SIGHTINGS


 
New Finds Show Ancient Astronomy
By Diana Steele
Discovery Online News
www.discovery.com
1-12-99
 
 
Newly discovered archaeoastronomy sites have scientists wondering if more ancient cultures than previously thought understood the timing of the universe.
 
The announcements of two astronomical petroglyph discoveries were made last week at the national meeting in Austin, Texas, of the American Astronomical Society.
 
Rosina Iping, an astronomer at the University of Guam, discovered astronomical petroglyphs in a cave two months ago while hiking on the Pacific island of Guam. Several petroglyphs appear to show stick figures beneath constellations in the sky. One appears to show how to sail to another island using the Southern Cross constellation -- known as "Triggerfish" to the Chamorro people, who have inhabited Guam for nearly 4,000 years.
 
Most intriguingly, Iping said, there is a petroglyph with 16 horizontal and 16 vertical dots that she speculates may be a kind of calendar for keeping track of months.
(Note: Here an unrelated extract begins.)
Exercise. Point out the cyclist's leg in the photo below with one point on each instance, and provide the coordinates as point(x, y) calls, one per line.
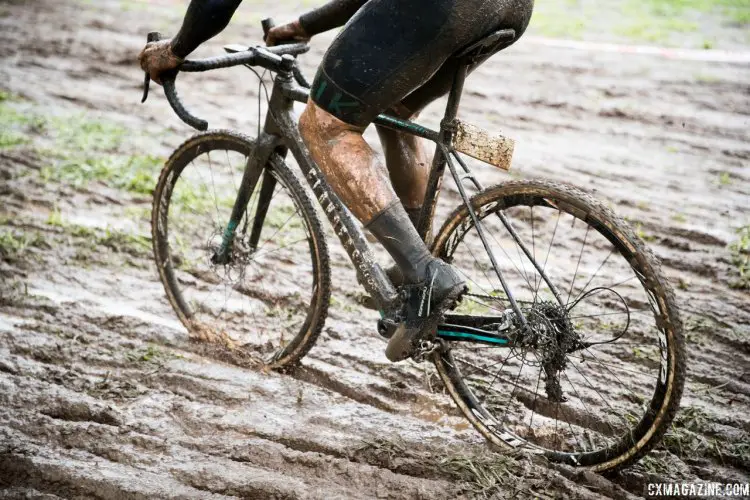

Chamorro people use a calendar with one year divided into 16 unequal-length months, each of which is designated by the rising of a particular constellation.
 
Iping said stars were important in sailing, and traditional methods of navigation are still being taught. "When you're out at sea you can see the horizon all around," she says.
 
The petroglyphs have not yet been dated but are at least 500 years old, Iping said.
 
At Paint Rock in central Texas, astronomer Robert Robbins of the University of Texas found evidence of some ancient pictographs that were used to mark the summer and winter solstices.
 
Viewed near noon on the winter solstice, a dramatic dagger of light touches the center of a pictograph of a shield. According to Robbins, oral history indicates the shield painting signified a council meeting conducted by five bands of Indians who met to divide hunting lands.
 
Robbins also discovered that a sun dagger illuminated a nearby pictograph of a turtle at the time of the summer solstice. He said the slow-moving turtle is often used to symbolize the solstice because that is the time of year the sun appears to move most slowly through the sky.